Reauthoring & Converting models for edge inference: MambaV2 on LiteRT
The journey of taking an architecture from huggingface and getting it running on an on-device inference framework
Initially, this post was going to be mainly theory about my past experience in getting a novel architecture (say, an LLM like Llama) exported for on-device inference with frameworks like Google’s LiteRT, Microsoft’s ONNX, or Apple’s coremltools. But just then IBM’s Granite 4 Nano models got published, so I decided to dust off the old cobwebs and make it a practical demo :-)
The novel thing about the Granite 4 Nano (hyrbid) models is the inclusion of MambaV2. For an intro, I would read the paper (or just ask ChatGPT in Study & learn mode!). The high-level description is that instead of using an O(N*d) KV-cache for storing past computations, Mamba stores a couple of convolution & SSM states (analogous to RNN states) that are O(d). They are more efficient and use lesser memory, but aren’t as good quality-wise as Attention layers - therefore most models including Granite4 Nano have some attention layers mixed with Mamba.
Now that the model has been introduced, lets see what we need to do to get this exported for on-device inference (for edge devices like mobile phones) on LiteRT via ai-edge-torch. All the code can be seen here, which I will try to contribute back to ai-edge-torch pending some approvals from my employer.
Why ai-edge-torch & LiteRT? Because as of writing this (November 2025), this framework was the most ergonomic, with plenty of examples & tooling. This ensured that I could just focus on the part interesting to me (implementing Mamba), rather than spend a ton of time understanding a new framework. coremltools doesn’t have a model zoo-type thing focused on LLMs, and optimum-executorch had too many layers of abstractions to wade through (just my opinion).
1) Re-authoring the model
Edge frameworks love static execution plans and predefined shapes to be efficient on diverse edge hardware like Adreno GPUs, Qualcomm DSPs, and Apple/Google NPUs. This differs from source code (usually from huggingface) used for training on GPUs or TPUs. As a result, most models undergo a “re-authoring” process pre-deployment, specifically to optimize the original PyTorch (or Jax, or TensorFlow) code for on-device inference. This re-authoring process generally involves two main categories of changes:
1.a.) Representing ops in an edge-friendly way
A prime example of this is ANE Transformers. This effort by engineers from Apple involved representing attention with convolutions and chunking large tensors within the computation graph, in a bid to make the transformer more conducive to the ANE.
In the Mamba case, one key “feature” to implement was the new Mamba layer for token mixing alongside the attention implementation from ai-edge-torch. A simplification I made here was to go from using PyTorch’s roll (which wouldn’t be supported by many frameworks) to a combination of slice+concat for the convolution state update:
Before:
conv_state = conv_state.roll(shifts=-1, dims=-1)

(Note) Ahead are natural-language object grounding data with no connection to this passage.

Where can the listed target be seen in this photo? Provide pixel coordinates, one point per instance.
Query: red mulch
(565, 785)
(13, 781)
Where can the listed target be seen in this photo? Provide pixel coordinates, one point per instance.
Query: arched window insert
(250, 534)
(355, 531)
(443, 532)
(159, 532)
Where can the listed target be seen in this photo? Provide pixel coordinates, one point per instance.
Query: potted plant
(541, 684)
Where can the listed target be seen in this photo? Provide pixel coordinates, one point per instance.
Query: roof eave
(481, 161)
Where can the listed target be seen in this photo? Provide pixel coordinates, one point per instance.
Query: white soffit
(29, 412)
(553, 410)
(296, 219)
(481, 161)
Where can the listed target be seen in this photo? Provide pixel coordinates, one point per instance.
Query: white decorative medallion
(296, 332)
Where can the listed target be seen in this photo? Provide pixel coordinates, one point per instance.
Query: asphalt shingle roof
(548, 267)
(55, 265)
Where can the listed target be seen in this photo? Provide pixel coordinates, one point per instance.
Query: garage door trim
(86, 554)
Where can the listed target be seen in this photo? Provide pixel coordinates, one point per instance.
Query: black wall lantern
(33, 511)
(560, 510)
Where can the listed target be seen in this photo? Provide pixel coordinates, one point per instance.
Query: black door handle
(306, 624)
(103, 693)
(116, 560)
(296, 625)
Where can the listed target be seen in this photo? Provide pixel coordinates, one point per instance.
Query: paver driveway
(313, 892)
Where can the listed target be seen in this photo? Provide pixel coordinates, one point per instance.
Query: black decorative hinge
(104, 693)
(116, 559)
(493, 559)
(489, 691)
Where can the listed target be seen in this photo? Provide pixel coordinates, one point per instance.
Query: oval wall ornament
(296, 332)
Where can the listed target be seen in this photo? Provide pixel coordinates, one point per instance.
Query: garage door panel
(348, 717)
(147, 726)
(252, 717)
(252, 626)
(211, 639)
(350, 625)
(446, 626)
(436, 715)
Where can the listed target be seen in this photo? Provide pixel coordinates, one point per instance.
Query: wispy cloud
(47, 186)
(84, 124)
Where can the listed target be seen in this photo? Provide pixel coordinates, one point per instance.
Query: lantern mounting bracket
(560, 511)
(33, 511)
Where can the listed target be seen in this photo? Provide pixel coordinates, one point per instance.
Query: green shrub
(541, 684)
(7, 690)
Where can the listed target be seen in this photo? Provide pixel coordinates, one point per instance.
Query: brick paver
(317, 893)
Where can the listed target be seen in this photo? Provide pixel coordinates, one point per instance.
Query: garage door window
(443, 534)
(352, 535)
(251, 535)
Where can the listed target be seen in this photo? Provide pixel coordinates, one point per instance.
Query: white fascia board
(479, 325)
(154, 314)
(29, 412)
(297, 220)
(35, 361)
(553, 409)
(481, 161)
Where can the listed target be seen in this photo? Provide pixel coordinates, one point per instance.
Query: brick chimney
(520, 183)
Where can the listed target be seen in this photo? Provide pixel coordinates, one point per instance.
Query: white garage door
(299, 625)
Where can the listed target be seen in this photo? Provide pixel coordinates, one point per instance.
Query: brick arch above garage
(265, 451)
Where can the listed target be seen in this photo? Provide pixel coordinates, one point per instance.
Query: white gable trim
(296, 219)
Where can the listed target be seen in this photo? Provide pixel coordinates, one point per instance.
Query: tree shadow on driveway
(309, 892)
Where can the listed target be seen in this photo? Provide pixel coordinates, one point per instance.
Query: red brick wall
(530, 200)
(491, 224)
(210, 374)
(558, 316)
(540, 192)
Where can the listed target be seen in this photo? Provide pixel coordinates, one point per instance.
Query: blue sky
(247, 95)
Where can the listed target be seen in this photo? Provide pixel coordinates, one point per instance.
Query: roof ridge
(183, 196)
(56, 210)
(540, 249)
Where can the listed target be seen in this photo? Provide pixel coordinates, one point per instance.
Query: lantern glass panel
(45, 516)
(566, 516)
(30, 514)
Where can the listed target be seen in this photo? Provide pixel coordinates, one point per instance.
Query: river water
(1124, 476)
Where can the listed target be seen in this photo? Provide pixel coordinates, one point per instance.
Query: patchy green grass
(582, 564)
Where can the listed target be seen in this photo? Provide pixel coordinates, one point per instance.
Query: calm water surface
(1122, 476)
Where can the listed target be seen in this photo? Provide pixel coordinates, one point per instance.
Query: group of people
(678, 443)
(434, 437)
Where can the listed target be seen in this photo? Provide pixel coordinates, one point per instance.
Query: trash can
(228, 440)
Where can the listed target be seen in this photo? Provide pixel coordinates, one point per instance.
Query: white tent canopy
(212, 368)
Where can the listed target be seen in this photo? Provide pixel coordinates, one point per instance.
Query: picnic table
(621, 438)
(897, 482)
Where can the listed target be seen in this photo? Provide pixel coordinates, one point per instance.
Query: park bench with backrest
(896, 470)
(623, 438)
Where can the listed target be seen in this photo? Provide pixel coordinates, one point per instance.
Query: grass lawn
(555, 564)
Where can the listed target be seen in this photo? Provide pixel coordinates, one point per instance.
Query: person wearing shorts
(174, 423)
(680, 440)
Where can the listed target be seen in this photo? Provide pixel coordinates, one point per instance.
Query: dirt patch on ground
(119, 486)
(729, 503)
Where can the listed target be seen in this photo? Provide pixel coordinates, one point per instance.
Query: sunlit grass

conv_state[:, :, -1] = hidden_states_B_C[:, 0, :].to(conv_state.device)After:
new_conv_input = hidden_states_B_C[:, 0, :] # [batch_size, conv_dim]
# Slice out old states and concatenate with new input
old_conv_states = mamba_cache.conv_state[:, :, 1:]
new_conv_state = torch.cat([old_conv_states,new_conv_input.unsqueeze(-1)], dim=-1)1.b.) Specially handling novel concepts to simplify the converter’s life
For LLMs, the KV cache is a great example of how to use memory efficiently. Rather than simply concatenating PyTorch tensors as in naive PyTorch code, on-device implementations provide annotations for “in-place update” patterns. This allows the inference engine to update a pre-allocated memory chunk in place, which is much more efficient. A good examples of this approach is the CoreMLTools state tensors.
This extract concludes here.